Federal Court Upholds Use of Annuities

A recent New Jersey federal court decision reaffirms the use of annuities as a Medicaid planning device.  Medicaid is a health insurance program for needy individuals.  In order to qualify for Medicaid, an individual must have a limited amount of assets and his income must be insufficient to pay for the cost of his care.

When dealing with a married couple, Medicaid combines the assets of the couple.  No matter which spouse owns the asset, the asset is owned by both spouses as far as Medicaid is concerned.  Because of this fact, the Medicaid laws permit the spouse who does not need care, called the “community spouse,” to retain a certain amount of assets.  For instance, the community spouse can retain the house, a car, and up to a maximum of $115,000 in cash assets.  All other assets must be spent down before the spouse who requires long-term care, called the “institutionalized spouse,” can qualify for Medicaid.

Income is treated differently than assets.  As stated, assets of a married couple are combined and it is wholly irrelevant which spouse owns the assets.  Income, on the other hand, belongs to the spouse to whom the check is made payable.  This is known as the “name on the check” rule.  If the community spouse receives Social Security of $1,000 per month and a pension of $500 per month, then that $1,500 is her income and does not count against the institutionalized spouse’s eligibility for the Medicaid program.  If the institutionalized spouse has fixed monthly income of $2,000, then that is his income.
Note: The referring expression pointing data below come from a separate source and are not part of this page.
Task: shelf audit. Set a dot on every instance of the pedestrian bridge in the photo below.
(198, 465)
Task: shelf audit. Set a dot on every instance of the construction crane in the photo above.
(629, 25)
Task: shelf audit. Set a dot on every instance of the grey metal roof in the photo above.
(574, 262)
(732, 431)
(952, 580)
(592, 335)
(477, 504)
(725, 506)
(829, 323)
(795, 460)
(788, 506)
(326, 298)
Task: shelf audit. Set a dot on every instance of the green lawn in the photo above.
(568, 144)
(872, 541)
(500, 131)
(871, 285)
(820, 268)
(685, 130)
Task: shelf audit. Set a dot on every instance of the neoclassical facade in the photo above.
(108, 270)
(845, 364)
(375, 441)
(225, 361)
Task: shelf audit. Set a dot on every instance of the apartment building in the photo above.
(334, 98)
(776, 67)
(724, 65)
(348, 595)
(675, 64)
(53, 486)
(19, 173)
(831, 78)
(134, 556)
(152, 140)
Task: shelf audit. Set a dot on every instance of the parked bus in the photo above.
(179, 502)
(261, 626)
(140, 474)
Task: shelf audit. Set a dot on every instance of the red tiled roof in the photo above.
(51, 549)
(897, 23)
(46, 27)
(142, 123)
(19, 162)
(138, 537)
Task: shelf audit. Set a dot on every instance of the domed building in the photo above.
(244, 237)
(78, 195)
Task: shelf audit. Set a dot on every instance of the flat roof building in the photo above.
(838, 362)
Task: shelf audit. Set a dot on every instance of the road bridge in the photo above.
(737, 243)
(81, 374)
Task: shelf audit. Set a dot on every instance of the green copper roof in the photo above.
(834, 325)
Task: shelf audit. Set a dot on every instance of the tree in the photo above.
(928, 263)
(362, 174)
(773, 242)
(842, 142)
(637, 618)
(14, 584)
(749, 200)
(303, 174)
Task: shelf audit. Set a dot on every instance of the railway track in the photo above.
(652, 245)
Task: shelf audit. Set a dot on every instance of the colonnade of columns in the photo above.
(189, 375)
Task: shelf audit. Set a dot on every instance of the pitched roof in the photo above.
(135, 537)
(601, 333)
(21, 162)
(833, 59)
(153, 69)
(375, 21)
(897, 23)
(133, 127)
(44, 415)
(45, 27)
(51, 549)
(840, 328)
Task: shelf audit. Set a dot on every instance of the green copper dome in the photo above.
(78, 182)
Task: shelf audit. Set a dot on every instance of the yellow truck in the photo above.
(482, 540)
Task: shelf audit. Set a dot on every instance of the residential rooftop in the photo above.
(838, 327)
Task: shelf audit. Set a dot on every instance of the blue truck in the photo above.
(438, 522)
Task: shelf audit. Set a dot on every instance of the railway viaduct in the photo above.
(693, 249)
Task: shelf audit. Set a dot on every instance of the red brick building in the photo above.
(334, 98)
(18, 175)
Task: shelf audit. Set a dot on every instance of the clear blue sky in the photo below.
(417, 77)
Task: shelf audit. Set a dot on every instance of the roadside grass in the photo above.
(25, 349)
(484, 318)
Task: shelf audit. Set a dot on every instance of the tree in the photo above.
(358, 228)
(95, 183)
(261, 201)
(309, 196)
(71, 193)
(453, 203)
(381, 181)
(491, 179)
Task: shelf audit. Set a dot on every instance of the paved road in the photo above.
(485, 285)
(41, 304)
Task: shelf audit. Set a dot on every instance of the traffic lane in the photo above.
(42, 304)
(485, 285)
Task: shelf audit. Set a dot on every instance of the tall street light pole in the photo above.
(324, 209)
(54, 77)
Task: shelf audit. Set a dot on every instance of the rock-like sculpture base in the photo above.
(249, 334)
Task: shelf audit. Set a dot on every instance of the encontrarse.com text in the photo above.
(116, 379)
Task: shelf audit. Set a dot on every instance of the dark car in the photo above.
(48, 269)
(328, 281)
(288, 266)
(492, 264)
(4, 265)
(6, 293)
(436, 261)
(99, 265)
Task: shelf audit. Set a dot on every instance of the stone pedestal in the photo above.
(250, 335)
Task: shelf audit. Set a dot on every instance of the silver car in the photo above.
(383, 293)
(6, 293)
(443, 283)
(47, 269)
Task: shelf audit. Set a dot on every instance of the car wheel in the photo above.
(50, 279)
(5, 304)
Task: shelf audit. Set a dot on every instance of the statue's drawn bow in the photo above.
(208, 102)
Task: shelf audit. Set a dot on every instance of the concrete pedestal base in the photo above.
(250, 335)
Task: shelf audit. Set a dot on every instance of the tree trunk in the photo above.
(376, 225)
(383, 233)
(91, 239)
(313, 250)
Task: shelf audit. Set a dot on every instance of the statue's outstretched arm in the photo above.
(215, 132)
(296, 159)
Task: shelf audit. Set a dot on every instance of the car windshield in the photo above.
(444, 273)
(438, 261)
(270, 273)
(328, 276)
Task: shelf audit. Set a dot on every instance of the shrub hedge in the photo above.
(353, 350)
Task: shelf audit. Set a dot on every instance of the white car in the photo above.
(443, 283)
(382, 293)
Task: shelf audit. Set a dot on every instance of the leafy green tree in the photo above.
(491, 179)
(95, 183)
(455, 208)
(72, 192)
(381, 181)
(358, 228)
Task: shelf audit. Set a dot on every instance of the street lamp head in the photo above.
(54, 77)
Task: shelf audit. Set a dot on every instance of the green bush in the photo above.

Only if the institutionalized spouse’s monthly income exceeded the cost of his care would he be ineligible for the Medicaid program.  For instance, if the institutionalized spouse were residing in a nursing home and the nursing home cost $9,000 per month, but the institutionalized spouse had fixed monthly income of $11,000 per month, then the institutionalized spouse would not qualify for Medicaid.  The amount of his income would exceed the cost of his care in this example, so he is ineligible for Medicaid.

The community spouse’s income does not affect the institutionalized spouse’s eligibility for Medicaid.  For instance, if the institutionalized spouse’s income were $2,000 per month but the community spouse’s income were $11,000 per month and the cost of care were $9,000 per month, then the institutionalized spouse would qualify for Medicaid, if his assets were at the appropriate level.  The cost of his care ($9,000) exceeds his monthly income ($2,000), so he is eligible for Medicaid.

Annuities are used as a planning technique to convert excess assets into a stream of income that belongs to the community spouse, not the institutionalized spouse.  For instance, assume that Mr. and Mrs. Smith own a house, a car, and $300,000 in cash assets.  Assume that Mr. Smith enters a nursing home, and Mrs. Smith wants to qualify Mr. Smith for Medicaid benefits, which will pay for the costs of the nursing home.

Medicaid will permit Mrs. Smith to retain the home, the car, and $115,000 in cash assets.  The Smiths continue to have $185,000 too much in cash assets; however, If Mrs. Smith were to use that excess $185,000 to purchase a certain kind of annuity in her name, she would effectively convert the excess $185,000 in assets into a stream of income that belongs to her and that does not count against Mr. Smith’s eligibility for Medicaid.  Mr. Smith would qualify for Medicaid immediately.

In the recent federal court case, the State challenged certain wording in the annuity contract, claiming that the wording prevented the annuity from complying with the requirements of the Medicaid laws.  The federal court ruled against the State, holding that the annuity did comply with all of the requirements of the Medicaid laws.  This case is yet another federal victory in a long string of federal victories on the subject of annuities planning in the context of Medicaid.